Obviously this guy is doing that by hand, because it ammounts in total to about 10 or 20 submittings per day. I do not really worry about his tag-insertions, because I regard the cdi-enginge 100% safe.
I might also modify the cgi in order to filter that out, but is that really worth the effort? Has anyone made similar experiences? How long will it take until he gives up?
i did use referer checking to make sure form submissions came from the website, but found they don't work for people using norton and other software that hides the referer etc - given up on that now
also try hiding your contact forms using different URLs because spammers often use robots / spiders to check for files called contact.php etc - rename them to something obscure so there's less chance of them being found
> you might find that your forms allow spammers to post a CC or BCC field
I checked that. No way. All the form does, is send an email to me and a second one to another mail-account which I need for importing the data. My hosting company does not allow access to the databases from outside, so I have chosen this workaround to get access to the data and import it to my companies billing-software.
I will wait a few more days and see what happens. If he doesn't give up I will write an extra include-routine for defining some filters. Might do me some good services in the future.
Actually I do not send any mails as an automated action based on that form, except - as I said - two mails to my own accounts, the adresses of which are defined by my cgi-script. All I do is store the (customer-)mail-adress in my database for further requests, so I think I don't have to worry about bcc/cc attacks.
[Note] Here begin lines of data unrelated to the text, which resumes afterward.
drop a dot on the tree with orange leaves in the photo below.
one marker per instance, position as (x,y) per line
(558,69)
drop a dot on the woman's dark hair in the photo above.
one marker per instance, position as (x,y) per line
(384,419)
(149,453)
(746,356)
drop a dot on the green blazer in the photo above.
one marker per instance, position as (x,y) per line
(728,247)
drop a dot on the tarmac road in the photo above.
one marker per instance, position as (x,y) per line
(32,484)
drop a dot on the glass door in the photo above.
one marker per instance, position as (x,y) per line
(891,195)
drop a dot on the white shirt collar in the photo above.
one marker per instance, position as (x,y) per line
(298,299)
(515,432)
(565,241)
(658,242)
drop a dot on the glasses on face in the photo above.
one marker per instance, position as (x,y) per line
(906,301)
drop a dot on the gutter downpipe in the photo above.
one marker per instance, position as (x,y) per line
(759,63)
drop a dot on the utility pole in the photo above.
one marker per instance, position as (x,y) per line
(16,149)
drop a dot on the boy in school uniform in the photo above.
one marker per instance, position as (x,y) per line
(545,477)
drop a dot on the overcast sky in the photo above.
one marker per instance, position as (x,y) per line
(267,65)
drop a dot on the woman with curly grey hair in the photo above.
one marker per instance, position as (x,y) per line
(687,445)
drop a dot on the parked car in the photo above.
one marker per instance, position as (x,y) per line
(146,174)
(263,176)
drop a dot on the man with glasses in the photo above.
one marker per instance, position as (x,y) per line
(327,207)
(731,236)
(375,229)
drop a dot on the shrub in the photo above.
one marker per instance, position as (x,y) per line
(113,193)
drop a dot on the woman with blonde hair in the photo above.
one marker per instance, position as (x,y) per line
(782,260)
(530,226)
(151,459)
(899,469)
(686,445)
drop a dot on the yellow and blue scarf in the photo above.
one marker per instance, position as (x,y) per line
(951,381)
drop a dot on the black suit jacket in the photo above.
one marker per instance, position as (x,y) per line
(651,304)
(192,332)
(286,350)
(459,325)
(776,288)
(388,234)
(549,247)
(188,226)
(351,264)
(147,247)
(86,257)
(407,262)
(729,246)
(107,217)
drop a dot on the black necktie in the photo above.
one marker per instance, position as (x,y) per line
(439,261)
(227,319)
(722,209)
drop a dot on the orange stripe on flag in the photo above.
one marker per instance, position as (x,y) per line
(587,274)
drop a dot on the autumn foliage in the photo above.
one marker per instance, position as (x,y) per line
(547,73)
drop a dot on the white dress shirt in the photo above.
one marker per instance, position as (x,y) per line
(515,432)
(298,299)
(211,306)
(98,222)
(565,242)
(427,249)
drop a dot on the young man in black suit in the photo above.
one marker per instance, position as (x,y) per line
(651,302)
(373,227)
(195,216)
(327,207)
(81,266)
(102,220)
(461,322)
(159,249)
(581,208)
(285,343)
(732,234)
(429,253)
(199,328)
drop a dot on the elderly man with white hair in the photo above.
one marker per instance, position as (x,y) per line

I am a bit worried about mysql-injection and that sort of stuff. It is quite some time ago that I wrote that cgi-script. If I remember correctly, this is a question of configuring escape-methods of your webserver, isn't it? Are there any means an unfiltered storage of post-variables can harm ones database or lead to execution of unwanted code?
Are ALL of the email headers hardcoded in your script or are some of them passed to the script via the form?
For example, if the subject line is passed via the form (such via hidden input, etc.), a carefully placed newline character could allow the spammer to add a bcc/cc field and you would have no idea on your end.
the rest of the post variables are stored into my database and connected to a textstring covering the mere content of the two mails.
$email = $mypostvariables['E_MAIL'];
$regexp = "^([_a-z0-9-]+)(\.[_a-z0-9-]+)*@([a-z0-9-]+)(\.[a-z0-9-]+)*(\.[a-z]{2,4})$";
$valid = 0;if (eregi($regexp, $email)){$valid = 1;} else {$valid = 0;}
piece of php-code in order to check whether the mail-address is valid. By this code the inserted address was filtered out as invalid. I received only one mail as normal, none by the second mail account, and the from-field was left empty due to the status of the $valid-variable.
Secondly, the '\bcc:'-sequence was correctly escaped as '\\bcc:' by the regular post-variables-treatment of my webserver, as the text-body of the mail revealed. I still think I'm on the safe site regarding bcc attacks. Thanks a lot for your contributions, again I learned something important at WW.
It's not unlikely you'd lose some but if couched in a way that seems to be helpful to the customer - like "please check your order to be sure details are correct" or some such - you're likely to lose less. Still, for conversions sake, no preview would be better.